For reference, this is problem 53 chapter 6 of Halliday Resnick Krane vol. 1.

Am I correct in thinking that friction, gravity and normal force are the only forces acting on the box? And that maximum v corresponds to minimum friction force (0?)? And that minimum v corresponds to maximum friction force ([tex]\mu_sN[/tex])?

Spoiler

If it helps, the answers to the above are (a)[tex]\frac{1}{2\pi}\sqrt{\frac{g(\tan(\theta)+\mu_s)}{r(1-\mu_s\tan(\theta))}}[/tex] and (b) [tex]\frac{1}{2\pi}\sqrt{\frac{g(\tan(\theta)-\mu_s)}{r(1+\mu_s\tan(\theta))}}[/tex] (from the answers in the back of my book ). I'm hoping for an explanation of these answers. It might help to notice that the expressions inside the square roots are (a) [tex]\frac{g}{r}\tan(\theta+\tan^{-1}(\mu_s))[/tex] and (b) [tex]\frac{g}{r}\tan(\theta-\tan^{-1}(\mu_s))[/tex]

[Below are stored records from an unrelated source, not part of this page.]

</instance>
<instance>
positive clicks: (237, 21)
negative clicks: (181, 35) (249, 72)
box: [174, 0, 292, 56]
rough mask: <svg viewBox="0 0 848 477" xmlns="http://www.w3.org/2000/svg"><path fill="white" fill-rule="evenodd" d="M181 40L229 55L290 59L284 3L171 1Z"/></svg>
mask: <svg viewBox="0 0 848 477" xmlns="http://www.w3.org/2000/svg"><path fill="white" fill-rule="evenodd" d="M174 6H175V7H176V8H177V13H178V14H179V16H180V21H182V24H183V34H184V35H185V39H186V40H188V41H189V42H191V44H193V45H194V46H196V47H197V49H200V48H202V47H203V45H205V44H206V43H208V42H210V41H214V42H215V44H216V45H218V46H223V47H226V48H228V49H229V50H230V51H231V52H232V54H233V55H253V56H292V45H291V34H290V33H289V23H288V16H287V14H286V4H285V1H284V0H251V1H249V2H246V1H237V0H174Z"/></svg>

1. The problem statement, all variables and given/known data

u r somewhat correct, but not fully. consider the tendency of the box movement when the funnel is rotating slowly. the centrifugal force pressing the cube with the wall will be less and hence the friction will also be less and gravity will pull it down for slow enough force. so the friction will act upward for the lower limit of rot speed.
but for a large rot speed the centrifugal force will be large and the component of it along the the incline of funnel may 'beat' the gravity and pull it upward along the incline and friction will be downward in this case, i.e, for higher limit of rot speed the friction is downward.
so it is not the case of max or min friction. it is actually the case of direction of limiting friction along the incline.

Static friction acts against relative motion. That cube could slip down the wall when the rotation is slow: then friction points upwards, parallel to the wall; or it would go up at too fast rotation: then the friction points at the opposite direction.

thinking about it again, for the case of maximum v, im actually imagining the normal force to be 0...
I'm visualizing the funnel spinning too fast and the box flying off the plane entirely, which would correspond to N=0. For the case of minimum v, yes thats what I meant, maximal friction pointing upwards.

My justification: the centripetal force is provided by the normal and friction forces (gravity is perpendicular to the radius of rotation). Frictional force points outwardly and normal force inwardly, at all times, so Fc=Nx-Ffx (centripetal force is the normal force along the radial direction minus the friction along that direction). At a certain point, the centripetal force will have to become so great (meaning v is great, and N will have to be great to provide the force) that the y component of the normal force is greater than Fg, and thus the block accelerates off the plan into free-fall.